Window Of Opportunity

Did the Celtics blow their only chance to steal this series?


(Total votes: 622)



Forsberg By Chris Forsberg

The Boston Celtics spoiled a one-of-a-kind playoff performance from Rajon Rondo (44 points, 10 assists, 8 rebounds) and missed a chance to steal momentum -- and home-court advantage -- in the Eastern Conference finals with Wednesday's Game 2 loss to the Miami Heat.

Many teams would roll over having squandered maybe their best chance to steal a win and make this series interesting. Not these prideful Celtics. They save their most inspired ball for when their backs are against the wall.

Boston can still steal this series. It simply won't be easy. Certainly not as easy as it would have been had the Celtics won Wednesday in Miami.

But maybe Heat coach Erik Spoelstra summed it up best: "There just can't be any other way with [the Celtics]. It has to be the hard way."

And the hard way it is, yet again. Not only do the Celtics not make anything easy on themselves, they're not going to make it easy on Miami either. Boston players rallied around the company line that the Heat simply held serve by winning Games 1 and 2. Now the Celtics return home confident they can protect their turf in Games 3 and 4.

It's one thing to say it; it's another to do it. Yet the Celtics have shown uncanny resiliency this season.
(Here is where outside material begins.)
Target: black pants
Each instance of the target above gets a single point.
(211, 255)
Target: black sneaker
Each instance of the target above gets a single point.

You simply can't yet count them out of this series -- even if they missed a great opportunity and all the historical numbers suggest they have little chance of rallying back.
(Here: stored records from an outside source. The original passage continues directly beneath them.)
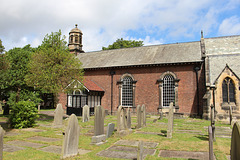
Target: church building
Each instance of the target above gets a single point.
(192, 75)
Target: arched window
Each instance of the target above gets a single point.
(127, 91)
(228, 90)
(168, 90)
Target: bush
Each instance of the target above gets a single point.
(23, 114)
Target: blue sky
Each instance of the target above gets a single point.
(103, 21)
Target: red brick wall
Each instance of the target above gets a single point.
(147, 91)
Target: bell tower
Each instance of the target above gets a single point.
(75, 41)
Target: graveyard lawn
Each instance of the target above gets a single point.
(188, 135)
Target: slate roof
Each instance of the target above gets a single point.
(222, 51)
(146, 55)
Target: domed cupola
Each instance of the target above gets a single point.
(75, 41)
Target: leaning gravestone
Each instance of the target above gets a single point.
(121, 119)
(71, 138)
(143, 110)
(129, 122)
(99, 136)
(58, 116)
(85, 115)
(210, 143)
(139, 117)
(235, 142)
(170, 121)
(1, 142)
(110, 129)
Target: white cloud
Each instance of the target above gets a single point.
(230, 26)
(102, 22)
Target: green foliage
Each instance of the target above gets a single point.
(25, 95)
(120, 43)
(23, 114)
(52, 66)
(1, 47)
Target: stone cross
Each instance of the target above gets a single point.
(235, 142)
(140, 151)
(2, 132)
(143, 110)
(85, 114)
(58, 116)
(170, 121)
(139, 117)
(110, 129)
(121, 119)
(71, 138)
(99, 120)
(210, 143)
(213, 122)
(129, 122)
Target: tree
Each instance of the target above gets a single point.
(52, 66)
(14, 69)
(120, 43)
(1, 47)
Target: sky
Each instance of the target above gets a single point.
(102, 22)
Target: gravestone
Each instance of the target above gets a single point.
(210, 141)
(110, 129)
(121, 119)
(143, 109)
(85, 115)
(139, 117)
(230, 114)
(140, 151)
(170, 121)
(213, 122)
(99, 136)
(58, 116)
(2, 132)
(71, 138)
(235, 142)
(129, 122)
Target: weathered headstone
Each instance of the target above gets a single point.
(210, 143)
(140, 151)
(121, 119)
(99, 136)
(71, 138)
(110, 129)
(230, 114)
(213, 122)
(235, 142)
(143, 109)
(139, 117)
(58, 116)
(129, 122)
(85, 114)
(2, 132)
(170, 121)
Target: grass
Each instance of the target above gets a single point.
(179, 141)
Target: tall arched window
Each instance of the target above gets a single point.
(168, 90)
(127, 91)
(228, 90)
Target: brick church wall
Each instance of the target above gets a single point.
(147, 91)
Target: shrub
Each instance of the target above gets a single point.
(23, 114)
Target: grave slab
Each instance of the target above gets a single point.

"The next two are at home," said Rondo. "We had two tough losses on the road. It's a sevengame series. We're playing very well at home as of late, so I'm looking forward to it."

If it's just spin, it was hard to tell in the Boston locker room.

"If we continue to play with that effort and play with that passion, I really like our chances," said captain Paul Pierce.

Of course, these are the same things Boston said a year ago in the conference semifinals after dropping two games in Miami. The Celtics came home to win Game 3, but Rondo dislocated his elbow, Shaquille O'Neal could never get on the court, and the Celtics were ousted in Game 5.

The difference this time around: mental resolve. This Boston team has it, maybe like no other in the Big Three era. For that reason, the Celtics still have a chance, but it will be their most difficult hurdle to overcome yet.


By Greg Payne

Ray Allen might prove to have been prophetic in these comments made following the Celtics' Game 7 victory over the Philadelphia 76ers on Saturday:

"You go through the regular season and you throw games away, and you think you're going to pick them up, you're going to catch up somewhere down the line," he said. "But [in the Eastern Conference finals], you know what it is. When you lose, you're one step further away from your goal. You win and you're one step closer."

You can't afford to squander games in the Eastern Conference finals. There simply aren't enough of them to have that luxury. Matters are made worse when you're up against a very capable team like the Heat.

A lot of things fell the Celtics' way in Game 2 in a perfect storm-like combination we're not likely to see again this series. Dwyane Wade was stymied for an entire half, LeBron James shot an inefficient 7-for-20 from the field, Miami missed a whopping 16 free throws, and Rajon Rondo was burying jump shots at a ferocious clip.

I'm not saying Rondo is incapable of hitting jumpers with such marksmanship again, but what precedent is there that can lead us to believe he'll have another shooting performance like that? The Celtics cannot comfortably rely on a repeat effort in Game 3. He can still score by attacking the rim and getting to the free throw line, but arguably the biggest reason why Boston's lead ballooned to 15 points in the first half was because of Rondo's accuracy from the perimeter.

There are a host of ups and downs throughout a seven-game series, and it's rare for so many different things to go one team's way in one specific game. Wade and James are both silenced offensively for significant stretches? The Celtics' point guard, who supposedly can't shoot, is suddenly making it rain? These things might occur separately in different games over the course of the series, but to have them come together in one outing presented Boston with what will probably go down as its best chance to steal a game in Miami.

Even if you assume the Celtics will hold serve at home, they still must win a game on the Heat's floor to win the series. Are they going to have a better opportunity than Wednesday night? It's highly doubtful.